Identité linguistique

Qu’est-ce que l’identité?

Si la notion d’identité est si difficile à cerner, c’est aussi parce que le terme d’identité est à la base un terme paradoxal. Le mot « identité » se réfère à l’unicité d’un individu, ce qui le rend unique et différent de tous les autres individus, mais il implique aussi à l’appartenance de l’individu à un groupe, une communauté avec qui il partage des caractéristiques identiques.

Ainsi, l’étymologie latine : « idem », nous renvoie à ce qui est identique, c’est-à- dire, ce qui possède des traits

communs. Ce qui est important c’est le fait que mon identité se rapporte à des critères que j’ai en commun avec

d’autres individus. Par ailleurs, mon identité est aussi constituée des critères qui me différencient

d’autres individus : en étant femme je ne suis pas homme. Mes papiers d’identité démontrent que

je suis moi et l’on ne peut me confondre avec quelqu’un d’autre. Il n’existe qu’un seul exemplaire

de ma personne. Mon capital génétique est unique et me différencie de l’ensemble des individus.

La somme des caractéristiques qui me sont propres me rende également unique. Ici, nous

évoquons des critères identitaires objectifs qui ne peuvent être remis en cause.

Pourtant, l’identité est celle que je me confère mais aussi celle que me confèrent les autres.

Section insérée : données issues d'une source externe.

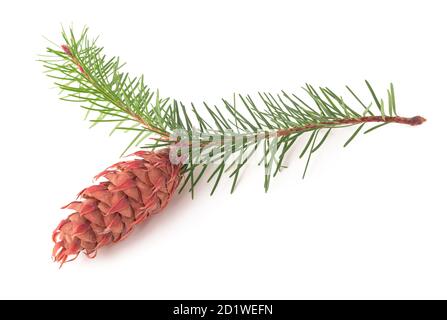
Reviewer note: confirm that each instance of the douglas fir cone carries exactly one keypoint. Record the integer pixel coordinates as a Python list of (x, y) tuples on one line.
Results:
[(131, 191), (107, 212)]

Ici il s’agit de critères beaucoup plus flous, imprécis et subjectifs qui sont le fruit de l’interprétation de

chacun. Ainsi, lorsque je suis à l’étranger, on aura tendance à me considérer avant tout comme

française et à me conférer toutes les caractéristiques que cela implique pour la personne qui

m’identifie, selon son point de vue, ses stéréotypes, ses expériences : j’ai un pouvoir d’achat assez

important, je suis de confession catholique, le français est ma langue maternelle…. Tandis que si

je suis au travail, on m’identifiera prioritairement selon mes caractéristiques professionnelles, les

diplômes que j’ai obtenus, mes compétences professionnelles, la façon dont je gère le poste qui

est à ma charge… Si je suis moi-même amenée à décliner mon identité, je ne le ferai peut être pas

de la même façon selon la personne auprès de qui je m’identifie. Mes groupes d’appartenance et

de références interfèrent bien entendu mon jugement. Par ailleurs, il est évident que l’identité

n’est pas immuable mais se construit tout au long d’une vie, se réajuste et se transforme sous

certains aspects. Ceci est valable pour l’identité individuelle tout comme pour l’identité du

groupe, il s’agit d’une donnée muable. De plus, l’attitude adoptée et les revendications de chaque

individu au sujet de sa propre identité restent largement influencées par le contexte dans lequel il

évolue. Ainsi selon une analyse psychosociale de Pierre Tap, on peut considérer que lorsqu’un

individu se sent en sécurité à l’intérieur d’un groupe, il aura tendance à affirmer sa singularité

tandis que s’il se sent en situation de conflit, il tendra à se référer plus fortement à ce groupe en

accentuant ses ressemblances. Il existe donc une dynamique identitaire. Chacun développe

également une stratégie identitaire selon ses groupes d’appartenance ou de références. Le groupe

d’appartenance est celui auquel on appartient « objectivement », comme nous l’avons vu

précédemment, le groupe au sein duquel les autres individus présentent des caractéristiques

identiques. Le groupe de référence est le groupe auquel on souhaite appartenir, auquel on cherche

à s’identifier. Souvent le groupe de référence est un idéal et conditionne nos agissements selon les

caractéristiques que l’on attribue à ce groupe. Ces réflexions nous amènent à envisager l’identité

individuelle et l’identité collective comme interdépendantes et interactive l’une de l’autre. Un

individu est récepteur des caractéristiques de son groupe d’appartenance, de son groupe de

référence mais il est aussi moteur de ces groupes. C’est ce que définit Isabelle Taboada

Leonetti : « l’identité n’est pas seulement un modèle d’identification proposé aux membres du

groupe, elle est aussi le produit de leur action collective » (Taboada, 1990 : 77). Quoi qu’il en soit,

il apparait clairement qu’il n’est pas possible d’envisager l’identité sans prendre en compte ses

différentes composantes et le contexte dans lequel on évolue.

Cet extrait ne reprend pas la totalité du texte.